Reporting from the High Court hearing was made possible by individual donations from DrillOrDrop readers. You can contribute to independent reporting by DrillOrDrop by clicking here
Wrong Hugo. Assumptions often are.
However, do not worry. It is World Happiness Day, the surveys within the UK show we are at our happiest since they started, inflation is dropping back as oil prices ease and wage growth will soon over-take inflation, and the Pope suggests a halt should be made to people being whiney and angry. Meanwhile, on DOD, a sanctuary is available for those who are not interested in all of that. Something for everyone-enough diversity for all to embrace.
See what I mean?
The UK’s desperate fossil fuels industry is lashing out at human rights – but we won’t let them win.
One has to wonder at the unseemly haste that our government has voted not to retain the EU Charter of Fundamental Rights as part of our Law (voted out this January) post Brexit and whether, along with certain social protections, there are environmental protections that can be sidelined as a result. On the other hand I believe there are Human Rights – to air and water quality protection – still enshrined in the European Convention on Human Rights signed up to with the Council of Europe, which Britain is still a member of, and that’s a separate system of jurisdiction. But it could be the next target. Of course this was all aired and explained openly and transparently before everyone got to vote in the referendum!
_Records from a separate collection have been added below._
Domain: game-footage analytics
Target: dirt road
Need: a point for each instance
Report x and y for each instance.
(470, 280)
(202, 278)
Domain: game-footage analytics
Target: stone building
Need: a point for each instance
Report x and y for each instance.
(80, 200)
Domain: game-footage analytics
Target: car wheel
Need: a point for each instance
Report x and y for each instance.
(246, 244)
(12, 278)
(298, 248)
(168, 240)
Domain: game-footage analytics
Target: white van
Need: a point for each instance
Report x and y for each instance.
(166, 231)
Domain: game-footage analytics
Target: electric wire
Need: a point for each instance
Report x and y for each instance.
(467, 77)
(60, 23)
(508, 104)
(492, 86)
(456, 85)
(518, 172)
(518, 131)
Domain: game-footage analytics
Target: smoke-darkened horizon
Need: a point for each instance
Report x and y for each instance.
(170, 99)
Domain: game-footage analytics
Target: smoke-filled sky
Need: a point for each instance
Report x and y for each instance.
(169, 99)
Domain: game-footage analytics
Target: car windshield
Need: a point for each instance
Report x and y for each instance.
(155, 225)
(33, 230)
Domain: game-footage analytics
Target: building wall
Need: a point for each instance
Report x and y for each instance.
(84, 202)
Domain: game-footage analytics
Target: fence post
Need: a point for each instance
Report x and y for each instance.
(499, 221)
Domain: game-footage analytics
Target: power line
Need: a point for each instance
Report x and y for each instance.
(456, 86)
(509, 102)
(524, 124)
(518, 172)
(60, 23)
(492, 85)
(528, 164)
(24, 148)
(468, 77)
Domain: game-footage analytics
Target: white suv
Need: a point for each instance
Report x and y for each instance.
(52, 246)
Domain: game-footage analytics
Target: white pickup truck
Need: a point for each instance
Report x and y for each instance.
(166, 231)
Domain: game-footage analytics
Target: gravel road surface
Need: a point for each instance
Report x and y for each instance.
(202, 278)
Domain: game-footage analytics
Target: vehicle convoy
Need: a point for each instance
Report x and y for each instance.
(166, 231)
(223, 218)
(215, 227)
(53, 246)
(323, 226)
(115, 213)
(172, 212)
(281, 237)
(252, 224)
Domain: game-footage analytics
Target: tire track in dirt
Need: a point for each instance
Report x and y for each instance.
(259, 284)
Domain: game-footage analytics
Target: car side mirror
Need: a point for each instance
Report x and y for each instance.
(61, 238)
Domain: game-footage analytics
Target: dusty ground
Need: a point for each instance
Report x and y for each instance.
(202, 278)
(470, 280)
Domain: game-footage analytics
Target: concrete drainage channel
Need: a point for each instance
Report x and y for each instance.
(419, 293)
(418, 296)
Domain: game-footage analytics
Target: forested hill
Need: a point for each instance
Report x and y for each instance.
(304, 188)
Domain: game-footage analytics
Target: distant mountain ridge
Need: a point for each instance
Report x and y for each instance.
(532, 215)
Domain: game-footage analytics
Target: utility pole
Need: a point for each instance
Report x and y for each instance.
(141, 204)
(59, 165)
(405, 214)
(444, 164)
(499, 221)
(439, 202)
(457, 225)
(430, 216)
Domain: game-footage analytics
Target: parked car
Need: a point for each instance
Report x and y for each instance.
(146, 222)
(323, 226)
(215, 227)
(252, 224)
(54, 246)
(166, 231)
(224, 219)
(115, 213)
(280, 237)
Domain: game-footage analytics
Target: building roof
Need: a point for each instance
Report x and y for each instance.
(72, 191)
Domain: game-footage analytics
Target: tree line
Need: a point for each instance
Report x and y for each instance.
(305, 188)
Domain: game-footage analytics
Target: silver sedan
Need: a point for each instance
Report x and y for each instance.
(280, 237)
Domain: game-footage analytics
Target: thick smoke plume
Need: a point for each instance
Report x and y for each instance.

… it’s not clear cut but here’s an interesting paper on this subject : https://www.sciencedirect.com/science/article/pii/S1877042814036568
Hi Philip, good report, the issue that highlights the difference between the EU human rights laws and Uk’s common law based upon the Magna Carte is habeas corpus. In Uk law there is an intrinsic right to be seen as innocent until proven guilty. As I understand it EU human rights are based upon Napoleonic law, which is the reverse, that a person is assumed guilty, until proven innocent?
There were attempts to do that here before and habeas corpus was attempted to be dispensed with here. But common law is inalienable, and cannot be overturned by subsequent law, which is where the injunction procedure falls down.
There are growing moves to institute common law courts throughout Uk in an attempt to circumvent the present corporate law high jacking becoming universal in Uk.
As always there seem to be wheels within wheels within wheels in these issues.
It is becoming obvious that we are only just beginning to understand what has been done to us by these secretive under the table reframing of civil and human rights as illustrated by these injunctions.
It may take some real sorting out at some stage to return human rights and habeas corpus to it’s proper place in Uk law.
And no doubt there will be a kicking and and screaming to hold onto the high jacked dogs dinner we have been presented with recently.
[Typo corrected at poster’s request]
I’d like to ask those that support the oil and gas industry if they are at all concerned about the increasing soil infertility crisis with 60-100 harvest years left globally? Shouldn’t we all be taking steps to protecting our environment?